Viper Energy (NASDAQ:VNOM) ha annunciato due importanti acquisizioni e i risultati del quarto trimestre 2024. L'azienda ha registrato una produzione media giornaliera nel quarto trimestre di 29.859 bo/d e un reddito operativo totale di $228,7 milioni, dichiarando un dividendo combinato di $0,65 per azione di Classe A.
L'azienda ha concluso due transazioni significative: un accordo di $1,0 miliardo Drop Down con Diamondback Energy per acquisire sussidiarie di mineral e royalty-interest, coinvolgendo denaro contante e circa 69,6 milioni di unità OpCo, e l'Acquisizione di Quinn Ranch del valore di $211 milioni più 2,4 milioni di unità OpCo.
Le acquisizioni combinate aggiungeranno circa 23.100 acri netti di royalty nel bacino di Midland, con Diamondback che gestisce oltre il 70% di questi acri. Si prevede che le transazioni saranno >10% accretive alle distribuzioni di cassa per azione di Classe A, con la produzione pro forma che dovrebbe aumentare del 61% rispetto ai livelli del quarto trimestre 2024.
Viper Energy (NASDAQ:VNOM) anunció dos adquisiciones importantes y los resultados del cuarto trimestre de 2024. La compañía reportó una producción diaria promedio de 29.859 bo/d en el cuarto trimestre y un ingreso operativo total de $228,7 millones, declarando un dividendo combinado de $0,65 por acción de Clase A.
La compañía llevó a cabo dos transacciones significativas: un acuerdo de $1,0 mil millones Drop Down con Diamondback Energy para adquirir subsidiarias de interés mineral y regalías, que involucran efectivo y aproximadamente 69,6 millones de unidades OpCo, y la Adquisición de Quinn Ranch valorada en $211 millones más 2,4 millones de unidades OpCo.
Las adquisiciones combinadas agregarán aproximadamente 23.100 acres netos de regalías en la Cuenca de Midland, con Diamondback operando más del 70% de estos acres. Se espera que las transacciones sean >10% accretivas a la distribución de efectivo por acción de Clase A, con una producción pro forma que se espera aumente en un 61% en comparación con los niveles del cuarto trimestre de 2024.
Viper Energy (NASDAQ:VNOM)는 두 건의 주요 인수와 2024년 4분기 실적을 발표했습니다. 회사는 4분기 평균 일일 생산량이 29,859 bo/d이며 총 운영 수익이 2억 2,870만 달러에 달한다고 보고했으며, 클래스 A 주식당 0.65달러의 합산 배당금을 선언했습니다.
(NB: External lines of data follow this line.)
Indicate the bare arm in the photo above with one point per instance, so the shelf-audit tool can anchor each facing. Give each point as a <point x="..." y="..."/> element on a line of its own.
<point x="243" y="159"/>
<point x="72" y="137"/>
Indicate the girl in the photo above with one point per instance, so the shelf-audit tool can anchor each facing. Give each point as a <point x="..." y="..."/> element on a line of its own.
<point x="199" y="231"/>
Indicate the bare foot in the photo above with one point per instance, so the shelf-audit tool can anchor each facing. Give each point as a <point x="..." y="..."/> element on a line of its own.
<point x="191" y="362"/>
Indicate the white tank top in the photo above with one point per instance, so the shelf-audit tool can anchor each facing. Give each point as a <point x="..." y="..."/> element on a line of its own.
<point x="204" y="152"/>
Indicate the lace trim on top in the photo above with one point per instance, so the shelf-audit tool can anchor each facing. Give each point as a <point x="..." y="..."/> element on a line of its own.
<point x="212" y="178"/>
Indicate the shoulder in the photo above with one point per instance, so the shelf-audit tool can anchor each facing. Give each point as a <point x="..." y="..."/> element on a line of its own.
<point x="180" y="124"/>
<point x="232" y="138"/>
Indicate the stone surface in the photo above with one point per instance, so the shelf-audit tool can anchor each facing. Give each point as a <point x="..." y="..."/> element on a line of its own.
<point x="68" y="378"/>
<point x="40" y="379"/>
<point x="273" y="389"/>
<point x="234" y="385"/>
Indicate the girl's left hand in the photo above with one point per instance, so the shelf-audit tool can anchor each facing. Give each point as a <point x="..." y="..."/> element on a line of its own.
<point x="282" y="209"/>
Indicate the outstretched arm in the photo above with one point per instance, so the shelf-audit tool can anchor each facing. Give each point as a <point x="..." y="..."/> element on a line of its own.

회사는 두 건의 중요한 거래를 체결했습니다: 10억 달러 규모의 드롭다운 계약을 통해 다이아몬드백 에너지와 함께 광물 및 로열티 관여 자회사를 인수했으며, 현금과 약 6960만 개의 OpCo 유닛을 포함하고 있습니다. 또 하나는 퀸 랜치 인수로 2억 1,100만 달러 및 240만 개의 OpCo 유닛이 포함되어 있습니다.
합산된 인수는 미들랜드 분지에서 약 23,100 에이커의 순 로열티를 추가할 것이며, 다이아몬드백이 이들 중 70% 이상을 운영할 것입니다. 거래는 클래스 A 주식당 현금 배당금이 >10% 증가할 것으로 예상되며, 프로 포르마 생산량은 2024년 4분기 수준에 비해 61% 증가할 것으로 보입니다.
Viper Energy (NASDAQ:VNOM) a annoncé deux acquisitions majeures et les résultats du quatrième trimestre 2024. La société a rapporté une production quotidienne moyenne de 29 859 bo/d pour le quatrième trimestre et un revenu opérationnel total de 228,7 millions de dollars, déclarant un dividende combiné de 0,65 dollar par action de classe A.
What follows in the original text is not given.